Understanding Shot Volume Factors…

I received this interesting question from a blog reader the other day…


I recently came across this term: Shot Volume Factor and the units are in^3/in (cubic inches per inch). 

I speculate that it is some kind of volume conversion number that when used will allow a user to quickly convert shot size from machine to machine. 

What is this term and how is it calculated?

My Response

As the screw travels forward, it displaced a specific amount of volume as it travels forward.
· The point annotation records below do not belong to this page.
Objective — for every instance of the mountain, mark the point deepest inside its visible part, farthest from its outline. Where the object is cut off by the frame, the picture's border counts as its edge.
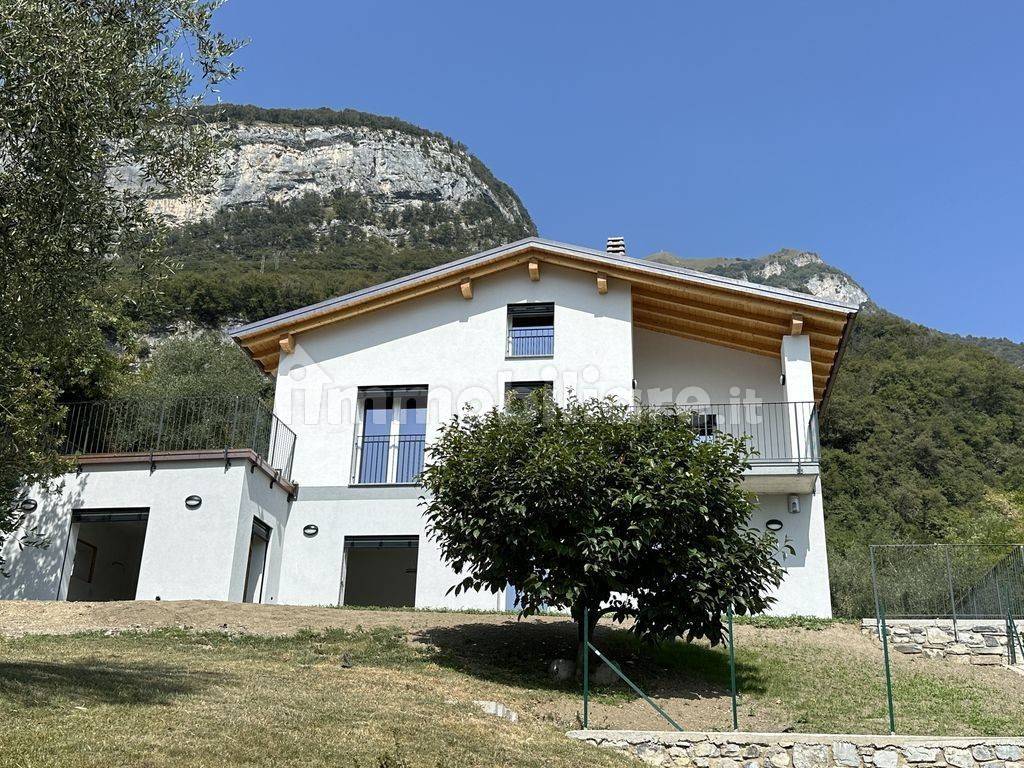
(797, 270)
(923, 439)
(808, 272)
(314, 203)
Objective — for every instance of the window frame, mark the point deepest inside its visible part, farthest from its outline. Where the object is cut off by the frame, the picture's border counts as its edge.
(528, 309)
(394, 396)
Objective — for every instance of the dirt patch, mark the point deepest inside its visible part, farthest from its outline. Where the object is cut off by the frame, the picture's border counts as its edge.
(19, 617)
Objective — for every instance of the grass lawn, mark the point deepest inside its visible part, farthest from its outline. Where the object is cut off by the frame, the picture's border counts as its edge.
(397, 688)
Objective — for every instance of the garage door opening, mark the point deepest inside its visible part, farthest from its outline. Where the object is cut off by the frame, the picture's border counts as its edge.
(259, 542)
(104, 553)
(380, 570)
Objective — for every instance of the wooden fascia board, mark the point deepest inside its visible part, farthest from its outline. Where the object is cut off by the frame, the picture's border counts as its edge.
(720, 315)
(761, 308)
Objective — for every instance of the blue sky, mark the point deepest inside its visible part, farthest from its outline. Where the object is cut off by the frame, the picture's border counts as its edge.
(885, 136)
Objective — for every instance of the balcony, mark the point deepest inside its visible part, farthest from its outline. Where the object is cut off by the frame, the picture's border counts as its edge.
(178, 429)
(388, 460)
(782, 438)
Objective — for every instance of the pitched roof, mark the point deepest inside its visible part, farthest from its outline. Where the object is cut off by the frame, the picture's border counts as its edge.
(668, 299)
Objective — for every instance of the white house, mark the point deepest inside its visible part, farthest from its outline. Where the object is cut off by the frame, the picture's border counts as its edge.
(317, 504)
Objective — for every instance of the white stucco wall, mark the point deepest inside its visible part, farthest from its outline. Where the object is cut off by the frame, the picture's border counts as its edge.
(457, 348)
(454, 346)
(805, 589)
(187, 554)
(673, 370)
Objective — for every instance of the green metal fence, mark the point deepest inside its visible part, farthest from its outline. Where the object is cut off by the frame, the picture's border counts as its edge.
(589, 647)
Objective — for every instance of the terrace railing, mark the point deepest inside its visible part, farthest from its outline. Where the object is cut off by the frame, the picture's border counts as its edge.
(776, 432)
(182, 424)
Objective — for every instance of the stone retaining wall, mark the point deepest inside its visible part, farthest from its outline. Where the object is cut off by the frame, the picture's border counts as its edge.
(727, 750)
(979, 642)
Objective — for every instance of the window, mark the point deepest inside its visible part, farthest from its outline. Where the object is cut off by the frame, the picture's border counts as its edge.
(705, 424)
(390, 435)
(522, 389)
(531, 331)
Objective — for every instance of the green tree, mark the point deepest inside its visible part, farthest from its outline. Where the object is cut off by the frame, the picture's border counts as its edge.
(595, 505)
(204, 367)
(90, 92)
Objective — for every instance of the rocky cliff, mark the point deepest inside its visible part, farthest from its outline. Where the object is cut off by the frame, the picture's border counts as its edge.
(400, 174)
(797, 270)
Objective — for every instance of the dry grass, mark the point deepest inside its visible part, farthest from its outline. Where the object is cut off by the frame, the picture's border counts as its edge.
(195, 696)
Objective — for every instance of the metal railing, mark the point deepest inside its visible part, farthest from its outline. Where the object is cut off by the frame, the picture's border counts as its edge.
(948, 581)
(393, 460)
(182, 424)
(775, 432)
(531, 342)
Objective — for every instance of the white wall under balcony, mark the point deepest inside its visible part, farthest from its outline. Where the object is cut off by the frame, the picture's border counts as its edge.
(805, 589)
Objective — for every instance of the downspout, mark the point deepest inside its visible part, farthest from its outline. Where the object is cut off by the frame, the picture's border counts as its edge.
(843, 342)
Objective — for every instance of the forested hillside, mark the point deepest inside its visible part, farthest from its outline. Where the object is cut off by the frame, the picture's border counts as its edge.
(923, 441)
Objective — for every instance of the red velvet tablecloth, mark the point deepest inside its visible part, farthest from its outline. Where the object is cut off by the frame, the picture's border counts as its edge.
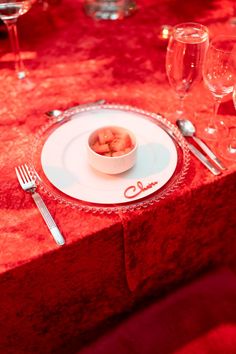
(53, 296)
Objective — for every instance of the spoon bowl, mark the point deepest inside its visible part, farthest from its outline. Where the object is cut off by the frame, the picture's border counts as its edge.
(186, 126)
(188, 130)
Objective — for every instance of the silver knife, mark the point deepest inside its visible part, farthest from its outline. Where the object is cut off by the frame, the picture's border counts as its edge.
(209, 152)
(204, 160)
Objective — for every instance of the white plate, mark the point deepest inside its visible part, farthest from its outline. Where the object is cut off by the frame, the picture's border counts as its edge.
(64, 158)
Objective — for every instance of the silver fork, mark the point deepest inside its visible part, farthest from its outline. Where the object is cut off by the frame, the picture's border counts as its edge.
(28, 184)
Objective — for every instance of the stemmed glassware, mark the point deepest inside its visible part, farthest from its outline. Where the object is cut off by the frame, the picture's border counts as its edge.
(10, 10)
(218, 74)
(227, 146)
(184, 59)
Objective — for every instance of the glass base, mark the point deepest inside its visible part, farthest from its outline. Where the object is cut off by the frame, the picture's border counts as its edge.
(211, 131)
(109, 9)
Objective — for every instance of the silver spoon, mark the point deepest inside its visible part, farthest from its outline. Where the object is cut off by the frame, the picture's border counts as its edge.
(188, 129)
(56, 112)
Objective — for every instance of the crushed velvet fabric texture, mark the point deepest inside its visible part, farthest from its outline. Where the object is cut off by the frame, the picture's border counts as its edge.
(198, 318)
(53, 296)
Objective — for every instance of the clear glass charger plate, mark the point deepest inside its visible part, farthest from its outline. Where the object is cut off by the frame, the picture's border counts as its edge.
(58, 160)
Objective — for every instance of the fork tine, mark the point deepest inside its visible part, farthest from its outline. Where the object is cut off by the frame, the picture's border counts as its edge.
(19, 176)
(23, 174)
(26, 174)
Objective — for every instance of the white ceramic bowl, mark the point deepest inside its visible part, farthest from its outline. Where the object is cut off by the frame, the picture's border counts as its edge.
(111, 164)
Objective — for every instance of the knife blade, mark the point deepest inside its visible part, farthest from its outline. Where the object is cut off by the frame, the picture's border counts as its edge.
(203, 160)
(209, 152)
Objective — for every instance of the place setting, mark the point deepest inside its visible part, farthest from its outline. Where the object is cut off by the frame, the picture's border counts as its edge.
(109, 158)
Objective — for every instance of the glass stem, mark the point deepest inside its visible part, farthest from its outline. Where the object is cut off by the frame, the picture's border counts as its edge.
(212, 123)
(180, 110)
(12, 30)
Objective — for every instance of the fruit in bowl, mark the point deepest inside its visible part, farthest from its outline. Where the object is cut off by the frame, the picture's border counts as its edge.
(112, 149)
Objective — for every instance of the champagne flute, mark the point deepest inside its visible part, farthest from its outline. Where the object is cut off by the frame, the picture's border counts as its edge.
(218, 75)
(10, 10)
(227, 147)
(184, 59)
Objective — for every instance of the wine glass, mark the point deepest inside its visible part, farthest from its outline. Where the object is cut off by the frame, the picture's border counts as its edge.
(227, 147)
(184, 59)
(10, 10)
(218, 75)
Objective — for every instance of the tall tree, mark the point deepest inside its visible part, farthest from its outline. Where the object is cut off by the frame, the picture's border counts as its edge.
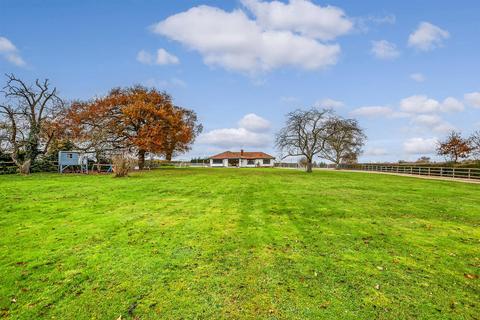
(304, 135)
(180, 137)
(25, 114)
(137, 119)
(454, 147)
(345, 140)
(475, 144)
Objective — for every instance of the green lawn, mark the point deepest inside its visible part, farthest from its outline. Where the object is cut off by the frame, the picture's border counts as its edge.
(238, 243)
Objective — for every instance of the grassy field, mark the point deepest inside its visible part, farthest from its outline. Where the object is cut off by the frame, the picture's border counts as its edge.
(238, 243)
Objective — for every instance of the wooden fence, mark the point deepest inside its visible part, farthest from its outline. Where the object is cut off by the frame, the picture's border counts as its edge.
(449, 172)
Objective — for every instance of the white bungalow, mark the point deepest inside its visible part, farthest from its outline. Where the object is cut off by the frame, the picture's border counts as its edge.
(242, 159)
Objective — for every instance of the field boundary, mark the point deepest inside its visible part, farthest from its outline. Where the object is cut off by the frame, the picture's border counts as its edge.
(468, 175)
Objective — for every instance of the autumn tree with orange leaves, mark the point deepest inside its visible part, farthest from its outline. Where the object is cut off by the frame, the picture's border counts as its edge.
(136, 119)
(454, 147)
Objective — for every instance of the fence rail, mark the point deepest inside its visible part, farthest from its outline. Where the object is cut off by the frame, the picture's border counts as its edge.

This factor is a machine-specific value which converts the linear displacement of the screw into the volume displaced within the barrel. 

The shot volume factor can be calculated by determining the

 surface area in front of the screw.

Just multiply pi times the radius squared: π*(r^2)

Imperial Example:
1.2 inch diameter screw

π*(r^2) = (3.14)*(0.6in)*(0.6in) = 1.1in^3/in

Metric Example:
30mm diameter screw

π*(r^2) = (3.14)*(15mm)*(15mm) = 707mm^3/mm

Additional Thoughts

Once determined, just multiply the distance the screw travels times the factor to determine the actual displacement of the screw.

Adversely, if you know the estimated shot volume, just divide the volume by the shot factor to estimate the linear displacement necessary to fill the mold.

Calculating this for each machine can be a great way to help your employees quickly identify the differences between each machine.